I lavori di Turzeniecka, realizzati su carta o su stoffa, richiamano questo universo, visibile solo con lo sguardo dell’interiorità. La carta è preferibilmente a grana fine, quasi una pelle di seta, sulla quale il segno si deposita con dolcezza, facendosi epifania dell’infinito; la stoffa è sottile, leggera. Il gesto della mano traspone il pensiero: concetto e gesto si saldano in un’elaborazione caratterizzata da sobrietà compositiva e da una poesia intimista. Le carte disposte sulle pareti della galleria sembrano appunti di un viaggio interiore, alla ricerca di una condizione di autenticità, nella quale gli animali -mucche, piccioni, oche-, protagonisti di tutti i lavori presentati, sono l’alter ego dell’uomo. Fanno parte di un archivio della memoria, nel quale vive il caos primigenio, che assume una valenza magica e cultuale.
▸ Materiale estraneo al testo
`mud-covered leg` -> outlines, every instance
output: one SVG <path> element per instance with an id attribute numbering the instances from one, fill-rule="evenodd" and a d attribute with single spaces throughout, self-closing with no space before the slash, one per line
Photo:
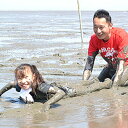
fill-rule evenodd
<path id="1" fill-rule="evenodd" d="M 10 82 L 0 90 L 0 96 L 11 88 L 15 88 L 15 82 Z"/>
<path id="2" fill-rule="evenodd" d="M 50 98 L 47 102 L 43 104 L 43 111 L 48 111 L 50 109 L 50 106 L 59 100 L 61 100 L 65 96 L 65 92 L 58 87 L 51 87 L 49 89 L 50 93 L 55 93 L 55 95 Z"/>

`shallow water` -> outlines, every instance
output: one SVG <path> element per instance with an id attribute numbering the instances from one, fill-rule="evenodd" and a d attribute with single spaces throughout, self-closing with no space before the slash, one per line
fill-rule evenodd
<path id="1" fill-rule="evenodd" d="M 0 88 L 14 79 L 13 71 L 21 63 L 35 64 L 48 82 L 80 81 L 93 34 L 93 13 L 82 12 L 81 44 L 77 12 L 0 12 Z M 128 12 L 111 15 L 114 26 L 128 31 Z M 98 56 L 93 76 L 98 76 L 104 65 Z M 0 118 L 1 128 L 128 128 L 127 94 L 121 95 L 119 90 L 63 99 L 48 113 L 31 113 L 30 105 L 26 115 L 19 114 L 26 105 L 18 97 L 12 89 L 0 98 L 0 112 L 7 112 Z"/>

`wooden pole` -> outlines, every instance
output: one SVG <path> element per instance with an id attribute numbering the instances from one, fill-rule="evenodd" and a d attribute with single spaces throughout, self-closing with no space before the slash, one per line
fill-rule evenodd
<path id="1" fill-rule="evenodd" d="M 78 6 L 78 14 L 79 14 L 79 22 L 80 22 L 81 43 L 83 43 L 83 30 L 82 30 L 82 20 L 81 20 L 81 12 L 80 12 L 79 0 L 77 0 L 77 6 Z"/>

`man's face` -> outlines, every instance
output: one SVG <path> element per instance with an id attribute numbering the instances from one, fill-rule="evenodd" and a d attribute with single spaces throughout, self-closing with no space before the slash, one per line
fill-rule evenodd
<path id="1" fill-rule="evenodd" d="M 99 39 L 103 41 L 109 40 L 111 36 L 111 29 L 112 29 L 112 24 L 106 22 L 105 18 L 97 18 L 97 17 L 94 18 L 93 30 Z"/>

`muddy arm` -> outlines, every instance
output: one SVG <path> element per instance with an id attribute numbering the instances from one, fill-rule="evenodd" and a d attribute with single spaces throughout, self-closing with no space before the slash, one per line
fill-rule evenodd
<path id="1" fill-rule="evenodd" d="M 50 105 L 58 102 L 59 100 L 61 100 L 65 95 L 66 93 L 59 89 L 58 87 L 50 87 L 49 88 L 49 93 L 55 93 L 55 95 L 50 98 L 47 102 L 44 103 L 43 105 L 43 111 L 48 111 L 50 109 Z"/>
<path id="2" fill-rule="evenodd" d="M 120 85 L 120 81 L 121 81 L 121 75 L 124 71 L 124 60 L 120 60 L 119 62 L 119 66 L 117 68 L 117 71 L 116 71 L 116 76 L 115 76 L 115 79 L 113 81 L 113 86 L 118 86 Z"/>
<path id="3" fill-rule="evenodd" d="M 0 96 L 11 88 L 15 88 L 15 82 L 10 82 L 0 90 Z"/>

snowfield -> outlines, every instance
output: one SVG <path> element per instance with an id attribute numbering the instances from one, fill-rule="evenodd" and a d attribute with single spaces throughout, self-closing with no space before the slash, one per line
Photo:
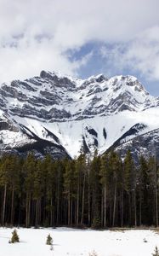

Il procedimento attraverso il quale Turzeniecka realizza le opere è del tutto particolare. Interviene con un minuscolo scalpello su patate –le
ziemniaki che danno il titolo alla mostra- tagliate a metà, scava nel profondo definendo uno “stampino”, sul quale viene steso con un pennello dell’inchiostro di china. Trasferito sulla carta o sulla stoffa, vi lascia un’impronta sempre differente, con variazioni impercettibili. Nasce un universo figurale che riempie la campitura, come nel caso di
Settecentocinquantacinque, o è disposto in modo rarefatto, come in
Sessantanove (il numero che funge da titolo dei lavori corrisponde a quello degli animali presenti nell’opera). Lo spettatore che si avvicini a
Milletrecento s’accorgerà che dall’alto procede una miriade di segni, via via ingranditi in una proliferazione di forme: becchi d’oca, frutto di una suggestione visiva avuta dall’artista durante un viaggio in Polonia, osservando un prato sul quale si muovevano milletrecento oche, con un effetto cromatico che la carta riesce a riconsegnare alla percezione.